ほんのひととき

本で解決。悩めるアラフィフ本の虫のおすすめ。

どこまで頑張ればいい?

自分で言うのもなんですが、私、とっても努力家です。でも、どこまで頑張ったらいいのか加減がわかりません。最近は気力も体力も追いつかなくなったので「限界」を設定するようになりました。

きっと私らベビーブーム世代、バブルの端っこ世代は努力家というか、向上心があるというか、馬力…ガッツがある人が多いと思います。わりとなんでも頑張れば夢が叶ってきたというか…

バブルだからでしょ?
と、言われればそうかもしれない。怖いものなしで新しいことにチャレンジできる精神はその背景があるからかもしれない。先が不安な時代で育てば、慎重にならざる負えない気がする。

今ほど学歴社会でもなかったし、高卒だろうが、高校中退だろうが、大卒だろうが、自分で商売をしている人が多いと感じている。雇われていても重要ポジションにいたり。

でもね、それがブラックになりがちな気がする。
自分が頑張れるから、人も頑張れると思う。→ブラックになる
頑張らないといけないと思う。どこまでも頑張る社畜気質。→過労死、ウツ

両方の素質を持っている。これは最近の事情とそう変わらない。

「死ぬくらいなら会社辞めれば」ができない理由(ワケ)

「死ぬくらいなら会社辞めれば」ができない理由(ワケ)

 

でも死ぬくらいなら、とっとと次を探したほうがまし。一度の人生、社畜で終わるのはあほらしい。もっと自分を活かせる、あるいは自分が楽になるというか助かる仕事があるはず。他でまた必死に頑張ったらなんとかなるやろ。
なのに、最近の人は死んじゃう。なんで??死ぬくらいなら…と私は思える。
思えない人の気持ちを知るためにこの本を読んでみた。

わかる。わかる。
辞めた後の不安のほうが大きいのだ。次の仕事が見つからなければ生活に困る。家族にも迷惑かける、又は反対される。
同僚はもっと頑張っているのに、そこまで頑張っていない自分が辞めると言った時の会社や周りの反応や対応が怖い。追いつめられる。

わかる。不安になるものだ。でもそれは他人のこと。その人たちは自分の利益を優先して、こちらに文句やアドバイスといって色々言ってくるのだ。
他人軸に振り回されてはいけない。自分はどうなの?どうしたいの?と自分会議するのが一番。このあたりは「アドラー心理学」の課題の分離を参考にしてほしい。
なかなか実践するには勇気のいる「アドラー心理学」だけど``r(^^;)

人ってそれぞれ違う。わかる部分、理解できない部分、色んな要素や価値観を持っている。違いを認め、すり合わせていくのが人間関係(コミュニケーション)だ。
しかし、世間(会社)には、すり合わせようがない人がまれにいたりする。
自分にとって宇宙人のような人は、すり合わせてこようともしない人とは…無理に合わせず「逃げましょう!」とこの本にも書いてある。わはは。ほんとそうなんですよ。
びっくりする人っていますよ。それが個性で魅力でもあるんでしょうが、迷惑な場合はほどほどの対応が一番です。

あとね、自分は出来ないと思って落ち込んでいる人がいたら言ってあげたい。私も友達に言われて救いになった言葉。
「あなたが出来ないんじゃない。その会社の求めることにあなたがあっていないだけ。あなたを活かせる場所は他にある。」

出来ないには理由がある。向き不向きがある。その仕事のやり方、しくみに問題があるかもしれない。

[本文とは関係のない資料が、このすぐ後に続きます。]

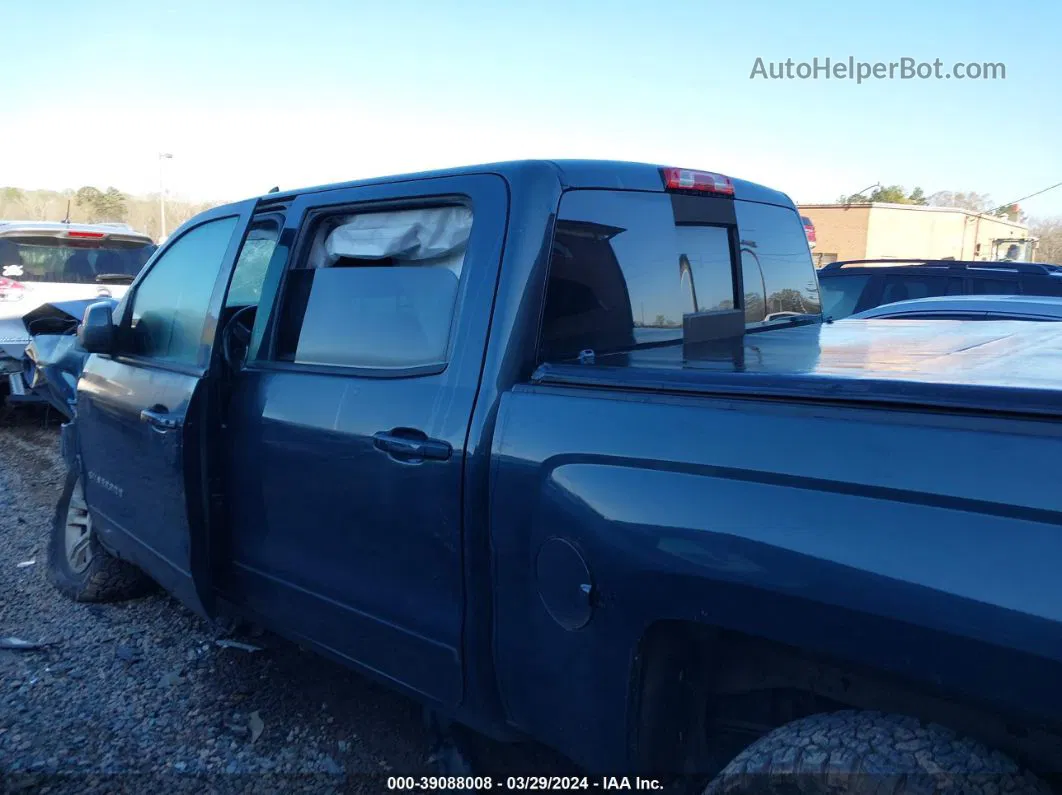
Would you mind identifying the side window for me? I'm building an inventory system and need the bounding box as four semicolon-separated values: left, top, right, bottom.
123;217;239;364
819;274;873;321
276;205;473;369
225;219;280;307
734;202;822;322
539;190;739;360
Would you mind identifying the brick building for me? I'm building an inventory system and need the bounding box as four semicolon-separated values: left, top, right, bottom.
800;203;1028;267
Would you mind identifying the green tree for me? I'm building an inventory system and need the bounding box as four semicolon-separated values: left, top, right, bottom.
1029;215;1062;264
74;185;129;224
837;185;927;205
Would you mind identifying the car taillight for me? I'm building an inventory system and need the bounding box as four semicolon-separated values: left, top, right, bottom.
0;276;25;300
662;169;734;196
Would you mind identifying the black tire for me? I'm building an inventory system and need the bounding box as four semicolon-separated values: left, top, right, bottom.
705;711;1050;795
48;468;157;602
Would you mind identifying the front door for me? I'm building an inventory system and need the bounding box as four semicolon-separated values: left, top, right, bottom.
219;175;508;704
76;202;254;615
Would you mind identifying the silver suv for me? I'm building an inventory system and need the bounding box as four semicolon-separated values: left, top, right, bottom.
0;221;157;385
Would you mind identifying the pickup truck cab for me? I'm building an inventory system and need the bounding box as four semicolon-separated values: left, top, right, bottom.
49;161;1062;793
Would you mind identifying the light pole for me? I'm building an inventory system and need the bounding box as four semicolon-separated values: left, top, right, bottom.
158;152;173;238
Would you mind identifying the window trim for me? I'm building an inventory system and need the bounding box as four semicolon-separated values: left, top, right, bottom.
221;209;284;311
244;192;477;379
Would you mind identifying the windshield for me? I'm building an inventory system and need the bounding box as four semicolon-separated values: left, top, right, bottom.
819;276;870;321
0;237;156;284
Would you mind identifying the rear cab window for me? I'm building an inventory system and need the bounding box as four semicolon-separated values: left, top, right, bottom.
539;189;820;361
819;274;871;321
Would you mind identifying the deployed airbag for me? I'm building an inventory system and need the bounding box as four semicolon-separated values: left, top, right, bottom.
310;205;472;270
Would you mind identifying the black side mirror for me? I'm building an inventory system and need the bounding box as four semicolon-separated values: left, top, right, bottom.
78;301;118;353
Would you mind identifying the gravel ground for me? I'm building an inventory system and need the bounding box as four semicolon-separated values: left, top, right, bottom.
0;414;570;793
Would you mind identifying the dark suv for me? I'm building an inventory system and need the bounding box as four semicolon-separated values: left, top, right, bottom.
819;259;1062;319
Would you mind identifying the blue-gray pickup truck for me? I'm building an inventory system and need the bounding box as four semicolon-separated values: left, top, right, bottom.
43;161;1062;793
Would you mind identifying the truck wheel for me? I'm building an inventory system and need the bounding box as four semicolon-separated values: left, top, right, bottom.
705;711;1050;795
48;468;155;602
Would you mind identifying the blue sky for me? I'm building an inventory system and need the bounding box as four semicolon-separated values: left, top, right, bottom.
6;0;1062;215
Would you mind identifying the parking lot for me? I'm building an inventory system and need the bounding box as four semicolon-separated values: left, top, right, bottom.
0;413;569;793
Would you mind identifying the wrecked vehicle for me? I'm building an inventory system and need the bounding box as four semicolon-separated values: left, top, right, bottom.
49;161;1062;793
7;298;112;419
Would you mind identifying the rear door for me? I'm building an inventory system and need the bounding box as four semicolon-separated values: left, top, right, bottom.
76;201;255;616
223;174;509;704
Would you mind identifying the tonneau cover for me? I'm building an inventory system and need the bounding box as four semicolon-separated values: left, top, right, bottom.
535;319;1062;415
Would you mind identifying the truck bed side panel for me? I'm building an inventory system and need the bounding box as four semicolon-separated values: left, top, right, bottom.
491;386;1062;768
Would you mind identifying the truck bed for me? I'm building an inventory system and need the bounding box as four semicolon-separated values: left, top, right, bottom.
535;319;1062;416
491;319;1062;768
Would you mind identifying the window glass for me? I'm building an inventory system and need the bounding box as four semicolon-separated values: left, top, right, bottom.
970;278;1018;295
734;202;821;321
129;217;239;364
881;274;947;304
541;190;734;359
0;236;156;284
819;276;870;321
225;221;280;307
277;206;472;369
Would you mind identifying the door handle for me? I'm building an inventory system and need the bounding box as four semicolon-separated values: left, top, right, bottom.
140;405;181;431
373;428;453;461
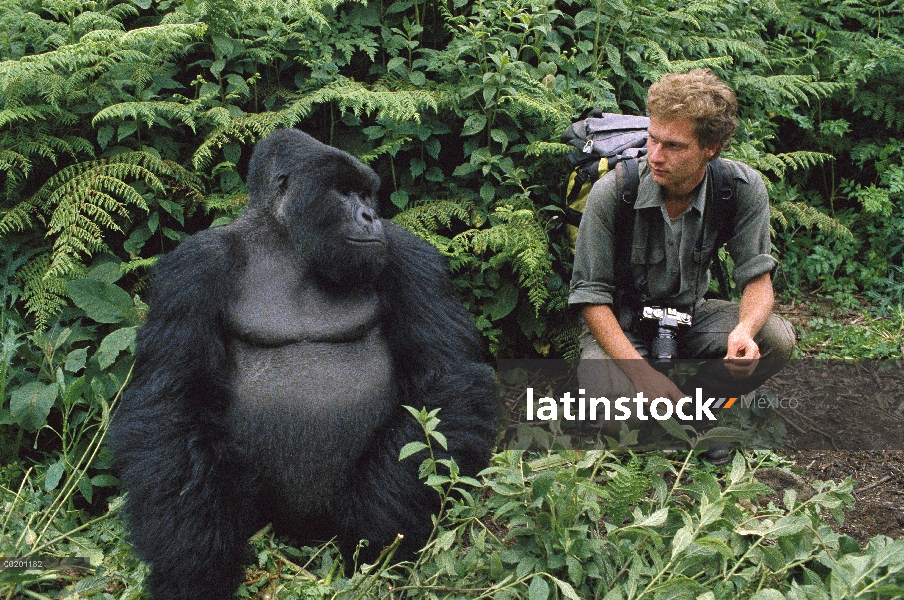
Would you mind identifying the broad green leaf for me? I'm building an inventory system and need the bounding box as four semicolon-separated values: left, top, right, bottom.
94;327;138;370
9;381;59;431
44;458;66;492
461;113;487;136
399;442;427;460
527;575;549;600
66;279;134;323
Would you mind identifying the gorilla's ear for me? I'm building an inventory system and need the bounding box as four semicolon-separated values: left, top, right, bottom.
276;173;289;195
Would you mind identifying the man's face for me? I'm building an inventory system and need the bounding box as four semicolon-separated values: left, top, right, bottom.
647;117;719;196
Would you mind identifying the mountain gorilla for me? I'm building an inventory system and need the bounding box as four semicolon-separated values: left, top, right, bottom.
111;129;495;600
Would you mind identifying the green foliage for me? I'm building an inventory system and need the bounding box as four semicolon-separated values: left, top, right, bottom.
215;450;904;600
0;0;904;598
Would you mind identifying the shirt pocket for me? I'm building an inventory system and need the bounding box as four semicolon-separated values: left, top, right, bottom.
631;244;665;265
694;241;715;265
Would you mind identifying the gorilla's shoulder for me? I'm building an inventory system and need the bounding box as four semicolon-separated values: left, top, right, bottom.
149;226;245;309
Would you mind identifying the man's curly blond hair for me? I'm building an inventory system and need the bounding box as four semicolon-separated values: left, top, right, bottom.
647;69;738;151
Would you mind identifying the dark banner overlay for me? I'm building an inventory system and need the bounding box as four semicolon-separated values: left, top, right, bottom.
497;359;904;452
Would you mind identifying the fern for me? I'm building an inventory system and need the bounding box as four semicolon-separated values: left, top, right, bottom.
0;152;200;326
606;456;650;527
450;206;552;313
18;252;75;330
771;201;854;239
392;200;479;244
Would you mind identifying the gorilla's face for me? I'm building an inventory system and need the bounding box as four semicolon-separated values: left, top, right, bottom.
248;129;387;286
303;182;387;286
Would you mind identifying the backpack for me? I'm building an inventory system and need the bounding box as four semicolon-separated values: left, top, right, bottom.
562;108;650;248
562;108;737;299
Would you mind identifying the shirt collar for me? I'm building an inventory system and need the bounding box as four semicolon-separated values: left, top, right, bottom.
634;158;709;215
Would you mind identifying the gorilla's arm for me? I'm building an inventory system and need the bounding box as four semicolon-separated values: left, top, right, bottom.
340;221;496;560
110;230;256;599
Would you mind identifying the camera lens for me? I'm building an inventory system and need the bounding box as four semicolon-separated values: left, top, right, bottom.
651;327;678;360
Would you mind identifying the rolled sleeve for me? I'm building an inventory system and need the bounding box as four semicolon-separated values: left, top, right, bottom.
568;172;616;305
726;162;778;290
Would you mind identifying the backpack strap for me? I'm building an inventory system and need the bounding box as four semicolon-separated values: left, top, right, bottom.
698;158;738;300
613;158;640;300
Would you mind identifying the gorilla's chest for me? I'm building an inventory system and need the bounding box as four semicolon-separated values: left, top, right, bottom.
227;251;394;506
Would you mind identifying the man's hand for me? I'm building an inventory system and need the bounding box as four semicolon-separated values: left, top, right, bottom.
723;326;760;379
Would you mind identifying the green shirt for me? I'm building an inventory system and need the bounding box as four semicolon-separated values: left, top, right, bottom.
568;158;778;307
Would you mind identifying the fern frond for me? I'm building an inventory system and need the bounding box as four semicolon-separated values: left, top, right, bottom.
735;73;844;106
771;201;854;239
450;206;552;313
524;141;573;157
392;200;474;243
17;252;80;330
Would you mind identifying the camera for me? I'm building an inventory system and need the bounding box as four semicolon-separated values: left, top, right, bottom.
640;306;692;371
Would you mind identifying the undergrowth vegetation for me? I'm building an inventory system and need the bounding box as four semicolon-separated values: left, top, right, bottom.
0;0;904;600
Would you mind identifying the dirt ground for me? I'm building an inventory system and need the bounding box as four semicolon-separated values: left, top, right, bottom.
505;305;904;544
764;305;904;544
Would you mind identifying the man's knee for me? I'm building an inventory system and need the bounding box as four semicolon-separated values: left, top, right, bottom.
756;314;797;359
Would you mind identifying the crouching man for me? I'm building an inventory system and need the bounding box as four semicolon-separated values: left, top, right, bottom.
569;69;795;462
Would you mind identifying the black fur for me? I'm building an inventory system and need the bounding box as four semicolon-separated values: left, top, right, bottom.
111;130;495;600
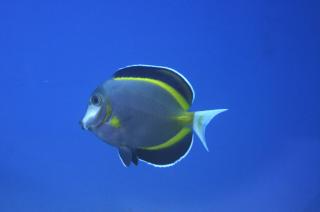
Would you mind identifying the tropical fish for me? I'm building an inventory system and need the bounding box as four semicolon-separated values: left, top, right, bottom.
80;65;226;167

「出来ないと頑張っていないはイコールじゃない」頑張るを目的にしてはいけないと、この本にも書いてあります。

自営業でも、自分が好きで始めた仕事なんだし休んじゃいけない。出来ないなんて言ってちゃダメ、もっと頑張らないと!と過労になるパターンも。
著者や色んな人のそんな死の直前までの話が掲載されています。

追いつめられて、逃げ出すという選択肢さえも見失う「学習性無力感」になる前に、ストレスを少しでも抱えている人にも、予防として読んでほしい本です。
頑張るラインは、人ではなく自分で決めて、自分を守っていきましょう。